The first time I met Jeannette, it was Advent. Well, not exactly. It was the 4th of July, but I was 7 months pregnant, so it felt like Advent to me. I had just moved to Missouri 6 days earlier, and started my first call 4 days earlier. Everything about that moment was pregnant to me: the possibilities of a new home, the uncertainties of a new career path, the expectations of a new call, and the very literal gestation of my third child. In many ways, I was adrift and anxious and in need of a friend. Of more than a friend. Of something as solid as Jeannette proved to be. I don’t know if she sensed it in me, this need for a helping hand, but she immediately scooped me up and made me her project. She and Paul invited me to their Tuesday morning lectionary study group, and there I met the colleagues who have supported me through personal and professional crises. Jeannette and Paul took charge of my maternity leave, too. Paul preached and presided for my congregation for those 6 weeks, and relieved me of those worries. And over the next several years, Jeannette was my cheerleader, encouraging and inspiring me to continue in my call through those first difficult years, the years when I came to realize that this life is an Advent life, an already/not yet life, a life of growing into expectations and possibilities. as I figured out what it meant to be a pastor and a mom and a wife and a human being. She was always ready to boost my spirits with a kind if cryptic word. In fact, almost the last thing she said to me was, “When you came to Washington, a lot of people weren’t sure about you. I wasn’t sure about you, either. But now I know you’re exactly what that congregation needed.”

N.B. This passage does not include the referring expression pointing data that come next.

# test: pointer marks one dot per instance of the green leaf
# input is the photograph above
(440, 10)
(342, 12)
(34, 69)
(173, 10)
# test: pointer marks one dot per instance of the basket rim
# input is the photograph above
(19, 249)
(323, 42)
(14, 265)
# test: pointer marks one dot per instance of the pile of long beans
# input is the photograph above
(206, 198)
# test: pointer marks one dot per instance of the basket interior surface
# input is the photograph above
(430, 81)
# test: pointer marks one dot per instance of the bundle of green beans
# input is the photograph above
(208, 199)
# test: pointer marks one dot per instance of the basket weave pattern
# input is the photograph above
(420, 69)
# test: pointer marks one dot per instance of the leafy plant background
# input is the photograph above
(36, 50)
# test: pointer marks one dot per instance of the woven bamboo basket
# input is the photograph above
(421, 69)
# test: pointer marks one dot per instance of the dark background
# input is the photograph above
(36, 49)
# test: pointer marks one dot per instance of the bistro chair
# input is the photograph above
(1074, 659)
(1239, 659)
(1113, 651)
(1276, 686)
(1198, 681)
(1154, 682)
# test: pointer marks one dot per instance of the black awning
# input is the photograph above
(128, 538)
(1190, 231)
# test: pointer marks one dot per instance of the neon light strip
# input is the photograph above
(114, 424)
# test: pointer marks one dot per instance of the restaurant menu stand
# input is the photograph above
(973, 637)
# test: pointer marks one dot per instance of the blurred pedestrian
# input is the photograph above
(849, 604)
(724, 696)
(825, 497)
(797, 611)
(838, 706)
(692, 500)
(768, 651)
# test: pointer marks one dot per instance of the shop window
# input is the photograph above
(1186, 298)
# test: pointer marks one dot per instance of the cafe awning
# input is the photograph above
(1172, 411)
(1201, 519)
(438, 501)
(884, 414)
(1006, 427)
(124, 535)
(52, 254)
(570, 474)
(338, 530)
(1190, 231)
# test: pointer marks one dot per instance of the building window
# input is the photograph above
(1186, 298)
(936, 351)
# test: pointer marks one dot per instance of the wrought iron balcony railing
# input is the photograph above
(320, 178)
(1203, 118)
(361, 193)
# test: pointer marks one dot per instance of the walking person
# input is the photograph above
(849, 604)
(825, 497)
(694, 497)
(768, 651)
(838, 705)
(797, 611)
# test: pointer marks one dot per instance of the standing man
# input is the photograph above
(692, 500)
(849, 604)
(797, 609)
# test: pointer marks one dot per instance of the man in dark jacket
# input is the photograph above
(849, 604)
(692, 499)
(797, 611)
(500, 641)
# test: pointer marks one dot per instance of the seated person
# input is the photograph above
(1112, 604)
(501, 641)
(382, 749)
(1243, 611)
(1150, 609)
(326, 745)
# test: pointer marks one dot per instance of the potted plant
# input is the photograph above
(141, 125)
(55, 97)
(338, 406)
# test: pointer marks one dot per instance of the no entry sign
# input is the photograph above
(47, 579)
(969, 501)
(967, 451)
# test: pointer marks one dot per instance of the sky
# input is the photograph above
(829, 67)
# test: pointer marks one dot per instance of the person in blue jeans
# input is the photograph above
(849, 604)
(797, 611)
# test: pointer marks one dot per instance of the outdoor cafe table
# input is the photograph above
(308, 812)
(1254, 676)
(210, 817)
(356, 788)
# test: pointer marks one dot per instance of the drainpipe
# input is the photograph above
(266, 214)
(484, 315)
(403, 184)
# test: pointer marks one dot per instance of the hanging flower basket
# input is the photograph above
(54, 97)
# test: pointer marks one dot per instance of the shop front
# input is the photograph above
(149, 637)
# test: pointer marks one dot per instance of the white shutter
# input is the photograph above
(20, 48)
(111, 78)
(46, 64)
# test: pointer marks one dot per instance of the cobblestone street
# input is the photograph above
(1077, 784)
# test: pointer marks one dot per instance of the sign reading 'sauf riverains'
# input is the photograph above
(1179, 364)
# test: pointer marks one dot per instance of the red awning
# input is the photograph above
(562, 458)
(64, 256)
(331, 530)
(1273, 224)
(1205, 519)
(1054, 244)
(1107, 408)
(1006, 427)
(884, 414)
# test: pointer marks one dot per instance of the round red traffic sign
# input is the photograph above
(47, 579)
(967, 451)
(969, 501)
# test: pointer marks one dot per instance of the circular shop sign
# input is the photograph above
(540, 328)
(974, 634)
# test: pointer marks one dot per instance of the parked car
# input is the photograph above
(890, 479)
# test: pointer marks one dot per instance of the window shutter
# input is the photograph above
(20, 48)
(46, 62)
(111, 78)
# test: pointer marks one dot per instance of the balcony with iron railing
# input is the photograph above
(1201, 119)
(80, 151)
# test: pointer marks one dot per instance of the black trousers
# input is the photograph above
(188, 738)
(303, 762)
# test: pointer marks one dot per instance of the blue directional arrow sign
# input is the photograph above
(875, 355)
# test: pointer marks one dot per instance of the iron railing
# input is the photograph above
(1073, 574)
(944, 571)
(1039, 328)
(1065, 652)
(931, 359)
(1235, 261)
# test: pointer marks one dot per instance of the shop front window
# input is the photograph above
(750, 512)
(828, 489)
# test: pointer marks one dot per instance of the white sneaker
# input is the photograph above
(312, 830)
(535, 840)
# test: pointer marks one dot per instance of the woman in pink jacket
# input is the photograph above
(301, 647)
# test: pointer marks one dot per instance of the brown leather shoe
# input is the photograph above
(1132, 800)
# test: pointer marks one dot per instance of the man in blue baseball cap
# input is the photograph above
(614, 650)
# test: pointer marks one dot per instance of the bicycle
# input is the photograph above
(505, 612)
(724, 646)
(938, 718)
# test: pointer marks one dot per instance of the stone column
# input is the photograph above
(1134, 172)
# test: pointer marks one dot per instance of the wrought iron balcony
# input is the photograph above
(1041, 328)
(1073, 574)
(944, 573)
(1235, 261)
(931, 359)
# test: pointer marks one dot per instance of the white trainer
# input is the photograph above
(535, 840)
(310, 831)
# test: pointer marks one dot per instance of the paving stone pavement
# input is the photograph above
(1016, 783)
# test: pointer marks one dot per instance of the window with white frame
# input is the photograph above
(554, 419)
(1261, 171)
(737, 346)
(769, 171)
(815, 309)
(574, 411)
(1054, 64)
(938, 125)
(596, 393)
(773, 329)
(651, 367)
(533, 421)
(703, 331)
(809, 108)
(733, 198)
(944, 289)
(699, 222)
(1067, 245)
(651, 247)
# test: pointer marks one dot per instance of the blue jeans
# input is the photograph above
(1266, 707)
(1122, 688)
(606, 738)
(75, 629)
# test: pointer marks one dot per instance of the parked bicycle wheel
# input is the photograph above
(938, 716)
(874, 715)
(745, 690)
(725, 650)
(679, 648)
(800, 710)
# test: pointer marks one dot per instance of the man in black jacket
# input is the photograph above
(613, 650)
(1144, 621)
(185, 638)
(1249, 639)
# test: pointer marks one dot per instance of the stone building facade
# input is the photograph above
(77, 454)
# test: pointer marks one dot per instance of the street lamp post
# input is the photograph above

Anyway, about 6 months after we met, I think Jeannette came to realize that her public ministry was drawing to a close, and she began to clear out some cupboards. She gave a me a few items as she went, mostly cleric shirts she didn’t need anymore. But one day she gave me an item that has become one of my most cherished possessions. If my church were on fire and I had to grab two items from my office, I would grab my ordination stole and the gift that Jeannette gave me. It was her home communion kit. A simple affair, nothing fancy at all, just a small black kit with four solid plastic cups, a small bottle, and a stainless steel paten. Probably not more than $30 to buy one new on amazon. But it is precious to me. Because when I use it in my ministry, I think of all the saints who have gathered around that tiny little portable Table, and how that tiny little Table is a part of the huge Table that welcomes us all. It is a tiny little foretaste of the feast to come. A reminder of the end of the story. And now, every time I share communion with someone using that little kit, every time I visit a hospital room or a homebound person and we take the body and blood of our Lord together, I will remember Jeannette and her ministry to me and to so many others. I will be reminded of how we all come to the Table as beggars, longing for the heavens to be rent open, not knowing when the hour will come. But at that Table we receive the promise, that when the hour comes, whatever the time, it will be dawn, and the tomb will be empty, and we will stand together, side by side, with all the saints. Until then, we live Advent-Easter lives, waiting and watching, because we know the end of the story.